Pimelea hispida, commonly known as bristly pimelea, is a species of flowering plant in the family Thymelaeaceae and is endemic to the southwest of Western Australia. It is an erect shrub with elliptic leaves and erect clusters of pink flowers surrounded by 4 green involucral bracts.

==Description==
Pimelea hispida is a shrub that typically grows to a height of 0.2–1.5 m with a single stem at ground level. The leaves are elliptic, 9–29 mm long, 2–9 mm wide on a petiole 1–2 mm long. The flowers are pink, arranged in clusters on an erect peduncle 5–40 mm long, each flower on a pedicel 0.4–1 mm long. The clusters are surrounded by 4 involucral bracts that are 9–20 mm long and 7–20 mm wide and green with pink or yellow parts. The flower tube is 11–16 mm long, the sepals 2.5–5 mm long, and the stamens are usually longer than the sepals. Flowering occurs from September to December.

==Taxonomy==
Pimelea hispida was first formally described in 1810 by Robert Brown in his book Prodromus Florae Novae Hollandiae et Insulae Van Diemen. The specific epithet (hispida) means "with bristly hairs", referring to the flowers.
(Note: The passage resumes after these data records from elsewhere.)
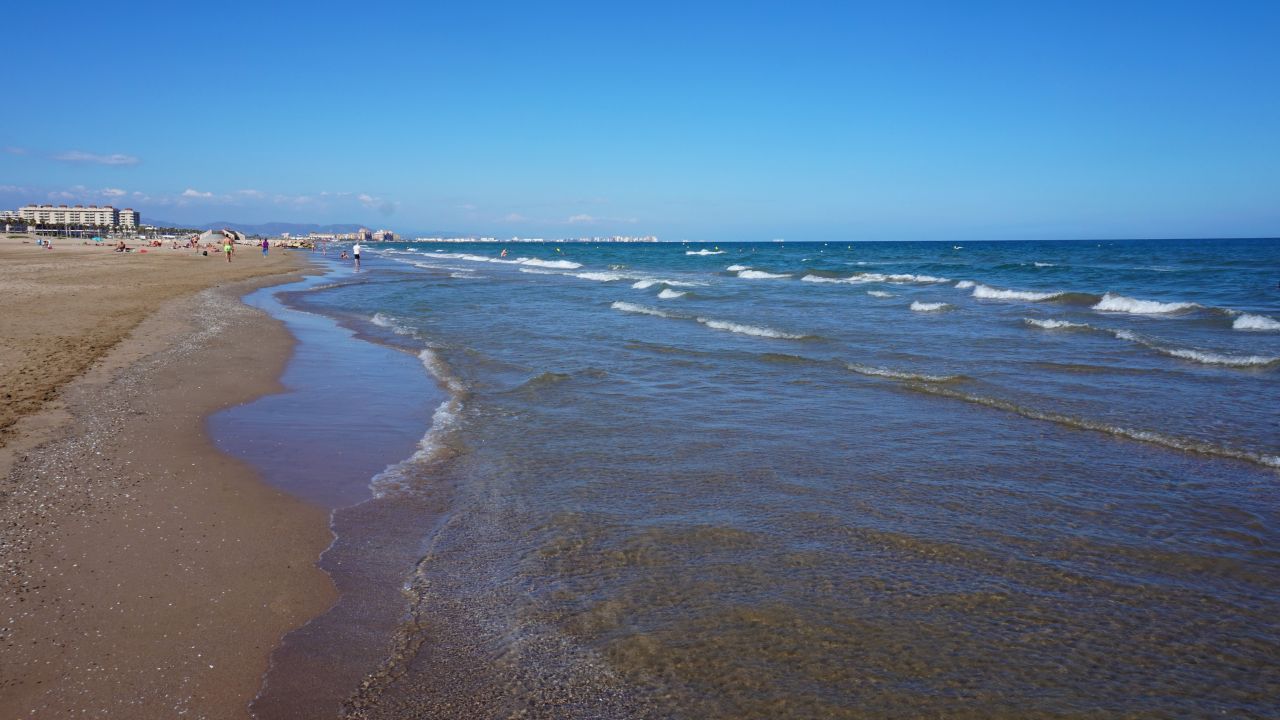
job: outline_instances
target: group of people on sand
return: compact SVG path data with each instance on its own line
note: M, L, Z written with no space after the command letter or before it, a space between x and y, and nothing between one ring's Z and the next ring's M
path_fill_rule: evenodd
M271 250L271 241L263 238L262 242L258 243L258 247L262 248L262 257L267 257L267 253ZM227 256L227 262L231 262L231 256L236 254L236 244L230 237L223 238L222 252Z

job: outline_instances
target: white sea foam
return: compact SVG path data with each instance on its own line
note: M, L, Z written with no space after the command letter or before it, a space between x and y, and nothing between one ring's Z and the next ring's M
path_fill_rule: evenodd
M698 283L685 282L683 280L661 280L658 278L645 278L637 280L631 287L636 290L646 290L654 285L670 285L672 287L694 287Z
M931 283L948 282L946 278L933 277L932 275L908 275L908 274L886 275L884 273L857 273L847 278L830 278L830 277L823 277L821 275L805 275L800 279L805 282L812 282L812 283L843 283L847 285L860 285L865 283L894 283L894 284L920 283L920 284L927 285Z
M885 292L883 290L868 290L867 294L870 295L871 297L878 297L878 298L894 297L893 293Z
M422 365L427 369L427 372L431 373L436 381L444 386L449 393L449 397L436 406L435 412L431 415L431 427L422 436L422 439L418 441L418 449L414 451L413 455L394 465L387 466L385 470L369 481L369 487L376 497L385 497L391 492L407 489L405 483L407 470L440 458L448 447L445 440L448 434L457 427L461 416L463 398L466 396L466 386L449 372L449 368L430 348L424 348L422 352L418 353L418 359L422 361Z
M582 263L576 263L572 260L539 260L538 258L516 258L516 262L521 265L532 265L534 267L559 268L561 270L577 270L582 267Z
M391 315L384 315L383 313L377 312L377 313L374 313L373 317L369 318L369 320L372 321L374 325L377 325L378 327L387 328L388 330L396 333L397 335L413 334L413 328L408 327L404 323L400 322L399 318L393 317Z
M956 283L956 289L957 289L957 290L968 290L969 288L973 287L973 286L974 286L974 285L976 285L976 284L977 284L977 283L975 283L975 282L974 282L974 281L972 281L972 280L961 280L960 282Z
M855 282L855 283L885 282L885 283L895 283L895 284L919 283L922 285L929 285L932 283L944 283L944 282L950 282L950 281L944 277L934 277L932 275L912 275L909 273L896 273L896 274L887 274L887 275L884 273L858 273L857 275L854 275L853 277L849 278L849 282Z
M555 272L553 270L539 270L537 268L523 268L523 267L520 268L520 272L529 273L530 275L563 275L564 274L564 273Z
M436 257L454 258L456 260L467 260L469 262L500 263L503 265L529 265L532 267L557 268L560 270L576 270L582 267L582 263L576 263L571 260L542 260L540 258L531 257L518 257L508 260L503 257L488 257L486 255L449 252L440 252Z
M1269 357L1265 355L1224 355L1222 353L1210 352L1207 350L1195 350L1189 348L1171 348L1165 345L1143 337L1132 330L1112 330L1111 334L1120 340L1128 340L1137 343L1146 348L1155 350L1162 355L1179 358L1181 360L1190 360L1198 362L1202 365L1223 365L1225 367L1265 367L1280 363L1280 357Z
M1056 266L1056 265L1054 265L1053 263L1042 263L1042 262L1038 262L1038 263L1032 263L1032 264L1033 264L1033 265L1035 265L1036 267L1057 267L1057 266Z
M1250 313L1241 313L1231 323L1234 330L1280 330L1280 321L1276 321L1266 315L1252 315Z
M1027 300L1040 302L1058 297L1060 292L1032 292L1030 290L1001 290L989 285L978 284L973 288L973 296L982 300Z
M859 365L857 363L847 363L845 364L845 367L861 375L873 375L875 377L885 377L893 380L908 380L914 382L951 382L952 380L960 379L959 375L925 375L922 373L910 373L903 372L901 370L871 367L870 365Z
M638 313L640 315L653 315L654 317L664 317L664 318L675 317L674 315L670 313L662 312L657 308L645 307L644 305L637 305L635 303L622 302L621 300L613 303L609 307L613 308L614 310L621 310L622 312L629 312L629 313Z
M723 255L723 250L686 250L685 255Z
M626 275L619 275L614 272L584 272L574 273L573 276L576 278L582 278L583 280L595 280L597 282L613 282L615 280L627 279Z
M686 293L683 290L672 290L671 288L662 288L662 292L658 293L658 299L674 300L678 297L684 297L685 295Z
M1104 312L1132 313L1134 315L1163 315L1192 310L1198 307L1200 306L1192 302L1166 303L1155 300L1135 300L1123 295L1107 293L1102 296L1102 300L1098 301L1097 305L1093 306L1093 309Z
M780 278L789 278L790 275L782 273L771 273L763 270L739 270L738 277L744 280L777 280Z
M1022 318L1022 322L1043 330L1083 330L1089 327L1084 323L1073 323L1066 320L1037 320L1035 318Z
M803 335L792 335L791 333L784 333L781 330L774 330L773 328L761 327L759 325L742 325L740 323L729 322L728 320L715 320L703 317L697 318L697 320L709 328L726 330L728 332L738 333L739 335L753 335L755 337L778 338L781 340L804 339Z
M950 310L951 307L952 306L950 304L944 302L927 303L917 300L911 303L911 309L916 312L941 312L943 310Z
M1078 428L1080 430L1090 430L1093 432L1106 433L1117 437L1136 440L1139 442L1152 443L1162 445L1164 447L1173 448L1175 450L1183 450L1186 452L1200 453L1203 455L1213 455L1217 457L1233 458L1236 460L1245 460L1248 462L1265 465L1267 467L1280 468L1280 456L1268 455L1266 453L1245 450L1243 448L1234 448L1229 446L1213 445L1202 440L1193 438L1182 438L1173 435L1166 435L1151 430L1139 430L1135 428L1126 428L1117 425L1110 425L1097 420L1087 418L1071 417L1069 415L1060 415L1054 412L1044 410L1036 410L1034 408L1016 405L1007 400L999 398L983 397L981 395L970 395L969 393L953 390L943 385L910 385L914 390L938 395L941 397L954 398L965 402L985 405L998 410L1015 413L1032 420L1043 420L1046 422L1058 423L1067 427Z
M728 270L729 272L742 272L743 270L750 270L750 269L751 268L746 265L730 265L729 267L725 268L725 270Z
M1204 365L1226 365L1228 367L1262 367L1280 362L1280 357L1264 357L1262 355L1222 355L1203 352L1201 350L1183 350L1181 348L1161 348L1156 350L1171 357L1193 360Z

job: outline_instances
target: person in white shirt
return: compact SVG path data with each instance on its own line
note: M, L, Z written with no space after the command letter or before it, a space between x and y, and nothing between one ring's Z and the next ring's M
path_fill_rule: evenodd
M351 246L351 256L355 258L356 265L360 265L360 243Z

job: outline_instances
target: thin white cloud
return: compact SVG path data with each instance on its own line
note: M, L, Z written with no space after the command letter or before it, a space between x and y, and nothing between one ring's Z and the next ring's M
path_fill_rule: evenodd
M267 194L261 190L237 190L236 194L251 198L263 198L267 196Z
M137 165L140 162L138 158L133 155L125 155L123 153L98 155L81 150L68 150L63 153L58 153L53 156L53 159L69 163L90 163L94 165Z
M25 193L30 192L21 185L0 185L0 192L4 193Z
M503 216L502 221L503 222L524 222L525 216L521 215L520 213L507 213L505 216Z
M186 190L183 190L183 191L182 191L182 197L184 197L184 198L211 198L211 197L213 197L213 193L211 193L211 192L200 192L199 190L196 190L196 189L194 189L194 188L187 188Z
M4 151L9 153L10 155L26 155L27 154L26 148L14 147L12 145L5 147Z
M617 224L617 223L626 223L630 225L630 224L640 222L640 220L639 218L633 218L633 217L632 218L595 217L594 215L587 215L585 213L580 213L578 215L571 215L569 219L566 220L565 222L569 223L570 225L607 225L607 224Z
M120 188L103 188L102 194L106 195L107 197L117 198L117 197L124 197L129 193L124 190L121 190Z

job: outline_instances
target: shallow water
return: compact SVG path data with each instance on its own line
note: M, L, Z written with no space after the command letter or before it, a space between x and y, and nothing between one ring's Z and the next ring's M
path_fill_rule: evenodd
M285 296L439 390L388 368L426 437L259 711L1280 712L1280 243L962 245L400 244Z

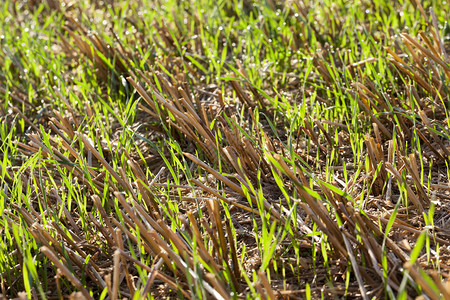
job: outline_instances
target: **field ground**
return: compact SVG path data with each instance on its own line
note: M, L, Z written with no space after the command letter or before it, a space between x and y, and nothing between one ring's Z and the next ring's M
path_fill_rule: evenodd
M449 10L2 1L0 293L450 299Z

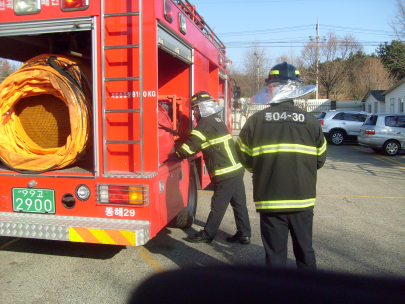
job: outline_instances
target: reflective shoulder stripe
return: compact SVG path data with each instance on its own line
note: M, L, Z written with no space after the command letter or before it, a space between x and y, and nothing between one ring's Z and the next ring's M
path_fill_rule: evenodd
M225 136L222 136L222 137L219 137L219 138L215 138L215 139L210 139L206 143L201 145L201 149L205 149L205 148L207 148L207 147L209 147L211 145L215 145L215 144L218 144L218 143L224 142L226 140L230 140L230 139L232 139L231 134L228 134L228 135L225 135Z
M255 205L256 209L307 208L315 205L315 198L305 200L261 201L255 202Z
M232 155L231 148L229 147L229 140L224 141L224 146L225 146L226 153L228 154L229 160L231 161L232 165L235 166L236 161L235 161L235 158Z
M191 131L191 135L195 135L195 136L199 137L202 141L207 141L205 136L202 135L202 133L200 131L193 130L193 131Z
M183 144L180 149L183 149L184 151L186 151L188 154L194 154L195 152L191 151L190 147L186 144Z
M221 170L215 170L214 175L221 175L221 174L229 173L229 172L232 172L232 171L236 171L236 170L238 170L240 168L242 168L242 164L237 163L236 165L234 165L232 167L228 167L228 168L221 169Z
M236 144L239 145L240 150L250 156L252 156L252 150L250 150L240 139L240 137L238 137L238 140L236 141Z
M317 148L305 145L297 145L297 144L276 144L276 145L268 145L268 146L261 146L254 148L252 156L258 156L261 154L266 153L278 153L278 152L294 152L294 153L304 153L304 154L311 154L317 155Z
M321 155L323 152L326 151L326 146L327 146L327 145L326 145L326 140L324 140L322 147L320 147L320 148L317 149L317 150L318 150L318 155Z
M270 71L270 75L278 75L278 74L280 74L279 70L271 70Z

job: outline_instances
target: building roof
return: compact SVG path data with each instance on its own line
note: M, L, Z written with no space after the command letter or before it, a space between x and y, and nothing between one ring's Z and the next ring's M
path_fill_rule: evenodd
M396 84L394 84L392 87L390 87L388 90L386 90L384 93L382 93L381 95L385 96L387 95L389 92L391 92L392 90L396 89L397 87L399 87L401 84L403 84L405 82L405 78L402 78L400 81L398 81Z
M384 92L386 92L386 90L370 90L361 101L365 102L370 95L372 95L378 101L385 101L385 97L382 95Z

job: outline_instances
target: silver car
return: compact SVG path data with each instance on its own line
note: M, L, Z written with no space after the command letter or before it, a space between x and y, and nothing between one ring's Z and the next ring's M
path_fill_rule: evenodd
M405 149L405 113L377 113L367 117L357 142L375 152L397 155Z
M341 145L346 139L357 139L369 114L363 111L329 110L322 112L318 120L325 138L334 145Z

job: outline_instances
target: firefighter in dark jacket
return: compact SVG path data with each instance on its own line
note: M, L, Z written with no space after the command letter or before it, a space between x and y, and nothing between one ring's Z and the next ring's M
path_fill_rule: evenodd
M297 267L316 269L313 209L326 141L317 118L293 102L315 90L314 85L303 86L295 66L286 62L274 66L266 89L259 92L268 91L270 107L247 120L236 143L241 163L253 173L253 200L260 213L267 266L286 266L290 230Z
M192 96L190 106L194 111L197 127L169 159L184 159L201 150L211 182L214 184L214 195L204 229L189 235L186 240L193 243L211 242L230 202L237 232L234 236L227 237L226 241L249 244L251 230L243 183L245 169L238 160L233 138L218 115L222 107L204 91Z

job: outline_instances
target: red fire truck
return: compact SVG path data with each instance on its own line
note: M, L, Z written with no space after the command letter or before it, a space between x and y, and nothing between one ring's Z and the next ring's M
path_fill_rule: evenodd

==Distribution and habitat==
Bristly pimelea grows on winter-wet flats and on coastal sand hills and is found from Geographe Bay to Albany and in the Stirling Range, in the Esperance Plains, Jarrah Forest, Swan Coastal Plain and Warren bioregions of south-western Western Australia.

==Conservation status==
This pimelea is list as "not threatened" by the Western Australian Government Department of Biodiversity, Conservation and Attractions.